Python time.time accept self args

According to the following snippet:

import time

def custom_time():
    return time.time()

class TimeWrapper:
    builtin_time = time.time
    def print_builtin(self):
        print(self.builtin_time())

    custom_time = custom_time
    def print_custom(self):
        print(self.custom_time())

wrapper = TimeWrapper()

wrapper.print_builtin()
# 1660163626.7973292
wrapper.print_custom()
# TypeError: custom_time() takes 0 positional arguments but 1 was given
time.time(wrapper)
# TypeError: time.time() takes no arguments (1 given)
custom_time(wrapper)
# TypeError: custom_time() takes 0 positional arguments but 1 was given

I do not understand why wrapper.print_builtin() is working. Is it not supposed to be the equivalent of time.time(wrapper)?
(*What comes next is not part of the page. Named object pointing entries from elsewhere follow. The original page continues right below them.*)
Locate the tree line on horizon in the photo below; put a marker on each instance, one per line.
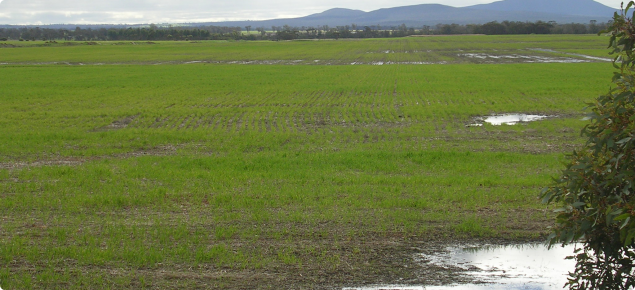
(286, 32)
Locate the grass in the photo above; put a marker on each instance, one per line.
(416, 49)
(241, 176)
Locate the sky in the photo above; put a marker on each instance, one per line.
(41, 12)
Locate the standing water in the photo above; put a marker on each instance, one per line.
(514, 267)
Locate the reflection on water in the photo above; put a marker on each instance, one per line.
(527, 267)
(509, 119)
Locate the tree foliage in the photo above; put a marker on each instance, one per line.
(596, 190)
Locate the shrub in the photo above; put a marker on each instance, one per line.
(596, 190)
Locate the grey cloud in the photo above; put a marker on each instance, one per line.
(170, 11)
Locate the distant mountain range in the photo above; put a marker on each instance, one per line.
(561, 11)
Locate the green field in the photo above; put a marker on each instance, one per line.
(277, 164)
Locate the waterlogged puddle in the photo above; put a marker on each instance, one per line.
(529, 266)
(516, 267)
(509, 119)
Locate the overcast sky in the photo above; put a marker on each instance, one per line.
(171, 11)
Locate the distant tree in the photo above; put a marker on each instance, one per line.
(597, 188)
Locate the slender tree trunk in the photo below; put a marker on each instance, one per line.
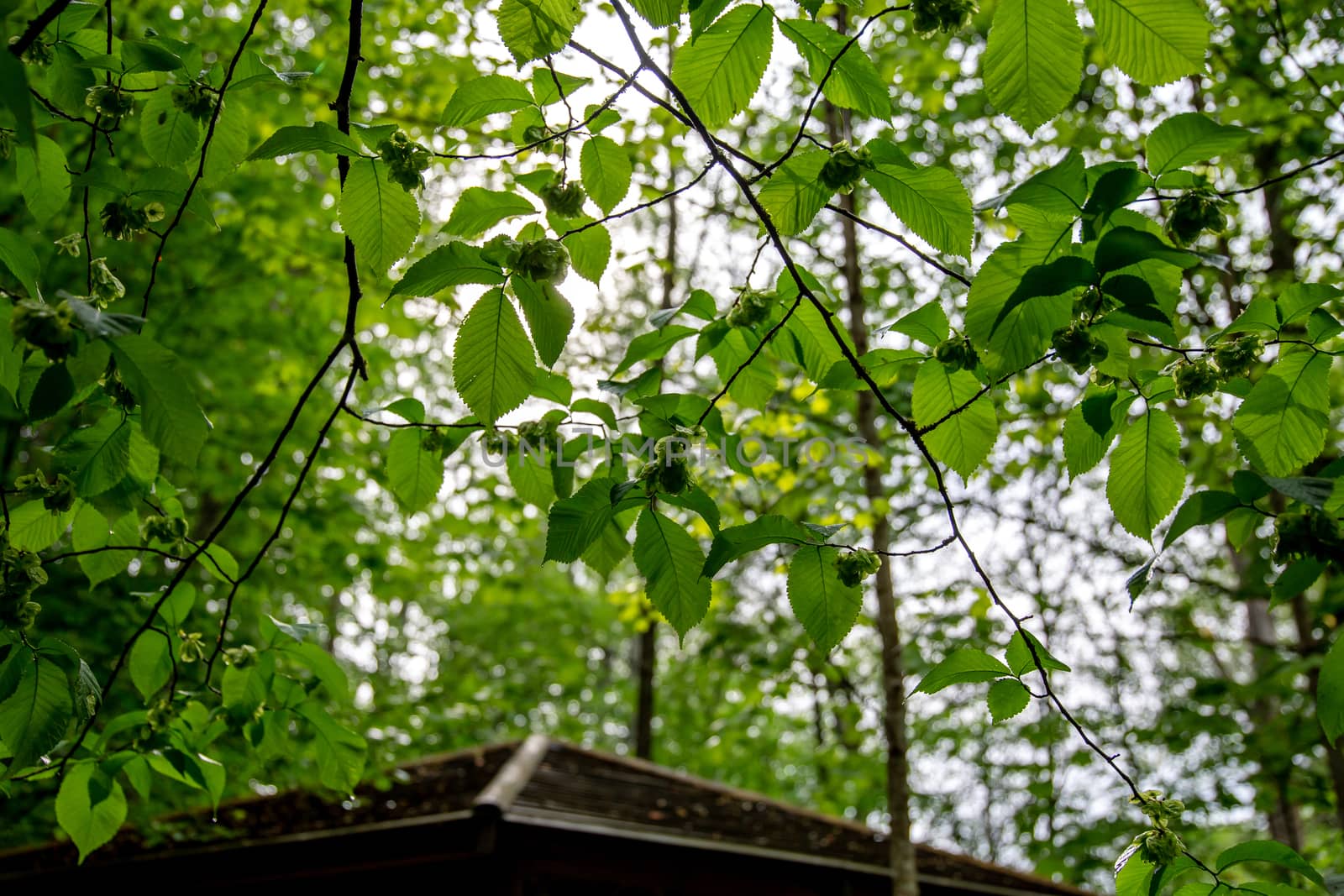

Is there a connection with the unused argument from C implementation ? If it is not the case, I'm still interested in this unused variable.

Upvotes: 2

Views: 78

Answers (2)

Mad Physicist
Mad Physicist

Reputation: 114518

This is an interesting side-effect of how methods really work. A method is just a function in a class dictionary. For example:

class A:
   def b(self):
       print("b")

def c(self):
    print("c")

A.c = c
a = A()

The reason that both b and c are equally methods of A is that they are descriptors. When you access a descriptor from an instance of a class using dot notation, as in a.b or a.c, python will perform the following binding: type(a).b.__get__(a). The bound method is a callable that automatically passes self to the underlying function. Whether you define a method in the class or outside a class and add it to the class dictionary by other means, it will behave the same.

The behavior of c in the example above is exactly the same as custom_time in your example. By setting custom_time = custom_time in the class body, you are creating a method just as if you had placed def custom_time(): in the class body. When you call the subsequently bound method as self.custom_time(), the bound method passes instance self as the first argument, even though the function accepts no arguments. Hence your error.

Upvotes: 2

chepner
chepner

Reputation: 532208

time.time has type builtin_function_or_method, not function. Such objects do not implement the descriptor protocol:

>>> time.time.__get__
Traceback (most recent call last):
  File "<stdin>", line 1, in <module>
AttributeError: 'builtin_function_or_method' object has no attribute '__get__'

so self.builtin_time simply returns time.time, not a method object that implicitly passes self as the first argument to time.time.

That is, self.builtin_time() is exactly the same as time.time(), not time.time(self).